Ultruk her zamankinden daha hızlı hareket ettiği için balta daha alçaktaydı, başı belinin hemen altına açılıydı. Ama bu onun için sorun değildi. Balta üzerindeki tutuşunu yoğunlaştıran Ultruk’un kasları şişti ve yukarı doğru çapraz olarak sallandı.
Baltanın ucundan kalın kırmızı bir ışık yükseldi ve Durara’nın saldırısına karşı acımasızca parçalandı. Ultruk’un etrafındaki boşluk patladı.
PATLAMASI…!
Kafa kafaya çarpışmadan büyük bir güç ortaya çıktı ve Ultruk’un geriye doğru zorlanmasına neden oldu. Parlak bir ışık dışarı doğru fırladı ve çarpışmanın merkez üssüne yakın olan her şey parçalandı.
Durara ve Ultruk’un etrafındaki diğerleri, olayın sonucu olarak daha da geriye itildi.
Neyse ki benim için destek için Waylan’a sahiptim. İnce bir kalkan ikimizi de sardı.
“Ah…!”
Saldırıya çok yakın olmasak da, Waylan’ın çarpışmanın artçı şoklarını dağıtmak için mücadele ettiğini görebiliyordum.
Devam eden savaşa bakan Waylan’ın yüzü daha ciddi olamazdı.
“Bu, müdahale edebileceğim bir kavga değil…” Sessizce mırıldandı.
Az önce gerçekleşen değiş tokuşa tanık olan Waylan, mücadelenin kendi liginin çok ötesinde olduğunu fark etti.
‘Her rütbe arasındaki uçurum, zirveye yaklaştıkça büyür.’ Kendi kendime düşündüm.
“Daha önce karşılaştığımız önceki yaşlıyla karşılaştırıldığında, o farklı bir ligde. O, ben halledebilirdim. O, ben yapamam.”
“Önceki elder hangi rütbedeydi?” Merakımdan sordum.
Orada olmadığım için kavgaya tanık olmamıştım.
Gözlerinin köşesinden bana bakan Waylan yumuşak bir sesle, “, sınırda,” diye yanıtladı.
“Ah, anlıyorum…”
Sanırım şimdi Waylan’ın neden ona bakabildiğini anladım.
“Sadece Ultruk’un onunla başa çıkabileceğini umabiliriz…”
Waylan’ın ifadesi soğuk ve kayıtsızdı, Durara’nın arkasında duran düergarlara bakarken.
Patlamanın ardından vücutlarını dengeye getirerek, dikkatlerini bize çevirdiler.
Silahlarını kaldırdılar ve tereddüt etmeden bize doğrulttular.
Öne doğru bir adım atan Waylan beni zorla arkasından itti.
“Geri çekil, Ren. Herhangi bir işe yaramayacak kadar zayıfsın. Şu anda sadece bir yüksün.”
“Anladım.”
Anlayışla başımı sallayarak, Waylan’ın sözlerine kulak verdim. Biraz sert olmasına rağmen, Waylan haklıydı.
Gerçeği inkar etmeme gerek yoktu. Şu anki seviyemde, sadece bir yüktüm.
Rolümü çoktan bitirmiştim. Gerisi onlara kalmıştı.
BANG… BANG…
Ben farkına bile varmadan, Waylan ve diğer duergarlar kavga etmeye başlamışlardı, havada çok renkli ışıklar yükseliyordu.
‘Bundan hoşlanmıyorum…’
Rolümü çoktan tamamladığımı bilmeme rağmen, takip eden savaşlara bakarken, içimde tuhaf bir his kabardı.
Ne hissettiğimi tam olarak açıklayamadım. Sıkıntı? Bıkkınlık? Çaresizlik?… Yoksa bunların bir karışımı mı?
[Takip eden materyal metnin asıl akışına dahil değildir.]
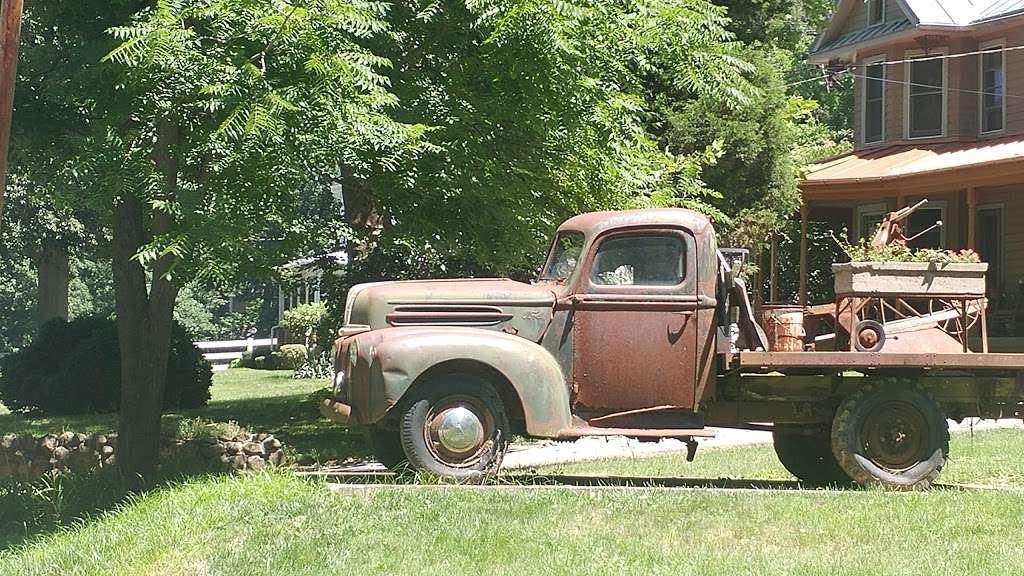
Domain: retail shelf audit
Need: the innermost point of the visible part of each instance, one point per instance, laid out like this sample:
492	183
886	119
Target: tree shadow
30	509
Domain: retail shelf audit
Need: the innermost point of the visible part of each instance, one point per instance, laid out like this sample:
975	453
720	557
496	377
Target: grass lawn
993	457
260	400
279	525
276	524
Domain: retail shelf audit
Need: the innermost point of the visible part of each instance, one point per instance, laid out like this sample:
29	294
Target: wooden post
972	218
773	271
804	216
10	30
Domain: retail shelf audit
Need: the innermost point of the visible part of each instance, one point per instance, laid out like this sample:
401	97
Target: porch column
805	213
972	218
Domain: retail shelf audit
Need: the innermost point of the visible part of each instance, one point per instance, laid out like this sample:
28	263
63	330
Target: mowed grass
274	524
991	457
262	401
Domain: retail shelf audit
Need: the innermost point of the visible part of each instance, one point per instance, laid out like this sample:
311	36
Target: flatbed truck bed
834	362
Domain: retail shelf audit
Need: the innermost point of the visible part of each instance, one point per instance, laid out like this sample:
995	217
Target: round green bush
75	368
293	356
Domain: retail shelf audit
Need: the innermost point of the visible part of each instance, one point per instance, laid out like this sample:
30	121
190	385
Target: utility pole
10	30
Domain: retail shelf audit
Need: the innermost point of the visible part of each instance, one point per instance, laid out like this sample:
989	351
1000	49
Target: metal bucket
784	327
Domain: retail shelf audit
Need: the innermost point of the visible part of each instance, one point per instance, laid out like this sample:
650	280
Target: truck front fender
398	357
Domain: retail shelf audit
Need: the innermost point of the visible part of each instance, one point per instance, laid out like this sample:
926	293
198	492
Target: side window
640	260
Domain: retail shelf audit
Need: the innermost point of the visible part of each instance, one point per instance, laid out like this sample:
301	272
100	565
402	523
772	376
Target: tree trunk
144	322
54	276
144	317
360	212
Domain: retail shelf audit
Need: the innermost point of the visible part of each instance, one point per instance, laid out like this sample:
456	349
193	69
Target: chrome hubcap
460	430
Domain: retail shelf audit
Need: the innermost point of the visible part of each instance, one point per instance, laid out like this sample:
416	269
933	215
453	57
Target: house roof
903	161
919	13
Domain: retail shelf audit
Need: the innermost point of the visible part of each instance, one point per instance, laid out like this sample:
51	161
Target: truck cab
627	330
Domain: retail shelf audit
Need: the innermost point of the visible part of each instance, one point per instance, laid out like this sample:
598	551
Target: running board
681	434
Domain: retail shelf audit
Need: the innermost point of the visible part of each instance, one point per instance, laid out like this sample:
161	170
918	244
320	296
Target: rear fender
398	357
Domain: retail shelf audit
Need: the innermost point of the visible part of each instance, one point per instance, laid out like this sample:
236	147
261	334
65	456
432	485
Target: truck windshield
564	256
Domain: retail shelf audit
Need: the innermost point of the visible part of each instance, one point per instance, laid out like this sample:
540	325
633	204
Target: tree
462	130
206	121
536	111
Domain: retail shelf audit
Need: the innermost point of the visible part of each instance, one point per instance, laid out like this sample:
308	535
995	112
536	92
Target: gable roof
920	13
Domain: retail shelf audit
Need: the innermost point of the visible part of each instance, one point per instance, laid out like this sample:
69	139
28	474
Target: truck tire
806	452
386	446
891	435
455	427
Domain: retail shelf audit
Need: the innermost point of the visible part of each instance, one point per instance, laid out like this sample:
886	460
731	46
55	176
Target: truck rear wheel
806	452
456	428
893	436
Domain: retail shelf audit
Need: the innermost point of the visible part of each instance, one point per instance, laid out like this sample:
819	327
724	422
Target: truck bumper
336	411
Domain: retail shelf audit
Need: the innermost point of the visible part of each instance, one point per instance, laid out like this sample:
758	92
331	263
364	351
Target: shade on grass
275	524
259	400
993	457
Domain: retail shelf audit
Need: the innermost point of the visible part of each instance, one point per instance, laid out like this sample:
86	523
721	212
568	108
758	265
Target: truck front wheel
806	452
891	435
455	427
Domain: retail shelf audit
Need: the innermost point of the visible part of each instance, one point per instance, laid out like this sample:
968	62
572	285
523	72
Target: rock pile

Sadece ikisinin savaşına bakmak ve bana bir yük gibi davranmak bana pek uymadı. Pasif dönemimi çoktan geçmiştim.
Yardım etmek istedim. Onların yükünü bir nebze de olsa hafifletmek istedim.
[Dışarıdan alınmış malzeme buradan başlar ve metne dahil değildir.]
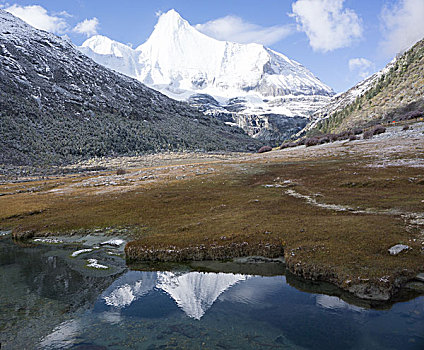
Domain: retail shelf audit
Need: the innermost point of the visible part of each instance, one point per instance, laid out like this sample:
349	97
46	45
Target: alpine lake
55	295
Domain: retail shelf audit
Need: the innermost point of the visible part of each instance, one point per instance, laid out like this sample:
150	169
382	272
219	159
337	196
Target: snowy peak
102	45
169	25
178	59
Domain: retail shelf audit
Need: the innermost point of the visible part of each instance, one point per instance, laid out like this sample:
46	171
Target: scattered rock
398	248
113	242
82	251
265	149
93	263
420	277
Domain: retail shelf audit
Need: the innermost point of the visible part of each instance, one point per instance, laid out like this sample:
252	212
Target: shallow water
50	300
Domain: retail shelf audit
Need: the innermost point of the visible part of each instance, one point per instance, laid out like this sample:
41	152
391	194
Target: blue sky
340	41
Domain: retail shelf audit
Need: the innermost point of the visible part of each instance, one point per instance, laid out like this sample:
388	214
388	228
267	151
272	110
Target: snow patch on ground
48	240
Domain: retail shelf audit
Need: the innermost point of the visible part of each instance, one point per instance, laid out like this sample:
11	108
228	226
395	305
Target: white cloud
361	66
39	18
403	25
235	29
87	27
327	24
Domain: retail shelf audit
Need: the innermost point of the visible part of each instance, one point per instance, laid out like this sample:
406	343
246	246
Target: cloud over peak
39	18
361	66
402	24
235	29
327	24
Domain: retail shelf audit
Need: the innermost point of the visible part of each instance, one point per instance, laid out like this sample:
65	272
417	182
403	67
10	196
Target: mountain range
247	85
58	106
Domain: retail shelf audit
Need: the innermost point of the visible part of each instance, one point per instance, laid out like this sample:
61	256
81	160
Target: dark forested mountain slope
393	93
58	106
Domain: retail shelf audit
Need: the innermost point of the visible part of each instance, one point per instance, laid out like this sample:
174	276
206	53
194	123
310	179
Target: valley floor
332	210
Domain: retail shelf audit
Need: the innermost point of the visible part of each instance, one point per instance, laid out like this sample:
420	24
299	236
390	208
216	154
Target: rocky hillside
58	106
387	95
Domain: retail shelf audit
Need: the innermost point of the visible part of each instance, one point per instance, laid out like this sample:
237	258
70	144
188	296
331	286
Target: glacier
248	82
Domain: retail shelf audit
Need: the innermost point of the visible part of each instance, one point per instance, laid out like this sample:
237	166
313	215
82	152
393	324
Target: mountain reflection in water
52	300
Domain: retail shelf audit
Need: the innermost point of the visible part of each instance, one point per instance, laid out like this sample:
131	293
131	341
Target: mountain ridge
182	63
58	106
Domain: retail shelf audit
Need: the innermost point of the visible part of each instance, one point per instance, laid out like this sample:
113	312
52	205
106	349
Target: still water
51	300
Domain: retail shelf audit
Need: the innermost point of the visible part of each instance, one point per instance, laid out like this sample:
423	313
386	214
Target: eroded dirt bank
333	210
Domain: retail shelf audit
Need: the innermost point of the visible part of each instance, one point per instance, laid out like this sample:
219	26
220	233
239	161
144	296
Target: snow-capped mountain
58	106
180	61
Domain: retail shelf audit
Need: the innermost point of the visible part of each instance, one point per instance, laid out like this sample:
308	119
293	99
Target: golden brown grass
233	209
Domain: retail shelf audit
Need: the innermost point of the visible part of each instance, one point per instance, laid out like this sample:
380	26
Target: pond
51	300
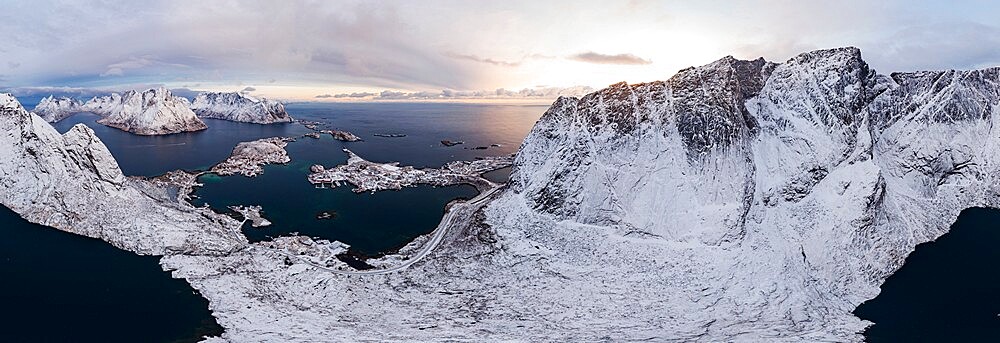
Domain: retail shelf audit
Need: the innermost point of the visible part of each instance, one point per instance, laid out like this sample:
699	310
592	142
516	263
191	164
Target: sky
441	50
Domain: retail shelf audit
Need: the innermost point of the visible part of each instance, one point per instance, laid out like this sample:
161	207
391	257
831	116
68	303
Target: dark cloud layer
593	57
449	94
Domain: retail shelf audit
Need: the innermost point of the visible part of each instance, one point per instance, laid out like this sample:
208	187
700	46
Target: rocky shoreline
367	176
249	158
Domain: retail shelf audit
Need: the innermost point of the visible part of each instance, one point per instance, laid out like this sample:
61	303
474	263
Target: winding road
436	239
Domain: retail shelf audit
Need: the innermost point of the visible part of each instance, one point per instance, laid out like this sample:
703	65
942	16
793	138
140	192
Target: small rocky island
152	112
369	176
239	107
248	158
53	109
252	214
342	135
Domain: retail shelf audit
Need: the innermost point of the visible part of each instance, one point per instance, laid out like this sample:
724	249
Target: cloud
355	95
475	58
596	58
451	94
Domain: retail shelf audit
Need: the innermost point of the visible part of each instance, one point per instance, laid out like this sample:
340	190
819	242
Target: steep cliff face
793	189
737	201
152	112
53	109
71	182
240	107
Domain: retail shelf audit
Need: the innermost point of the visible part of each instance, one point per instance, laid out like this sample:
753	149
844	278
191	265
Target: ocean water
96	292
156	155
60	287
946	291
370	223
Bu tabii ki onlara karşı merhamet duyduğum ya da buna benzer başka duygular hissettiğim için değildi. Onlara yardım etmek istedim çünkü operasyonun ilerleyen dönemlerinde yorulmalarını ve sonunda kaybetmelerini istemedim.
Ben de yük olma hissini sevmiyordum.
‘… Onlara daha fazla sorun çıkarmadan nasıl yardım edebilirim?’
Kollarımı çaprazlayıp baş parmağımın tırnağını ısırarak, kafamın içindeki çip tam güçle işlemeye başladı.
Yapmak istediğim son şey yardım etmeye çalışmak ve durumu daha da kötüleştirmekti. Onlara yardım etmeyi planlıyorsam, bu gerçekten yardımcı olacak, engelleyecek değil, gerçekten yardımcı olacak bir şekilde olmalıydı.
Etrafımdaki tüm değişkenleri ve faktörleri hesaba katmam gerekiyordu.
‘… Ama ne yapabilirim?’
Ardından gelen savaşa bakarken ve etrafımda olup biten her şeye bakarken kaşlarım birbirine kenetlenmeye başladı.
Gözlerim hafifçe açıldığında nihayet bir şey beni etkilemeden çok uzun sürmedi.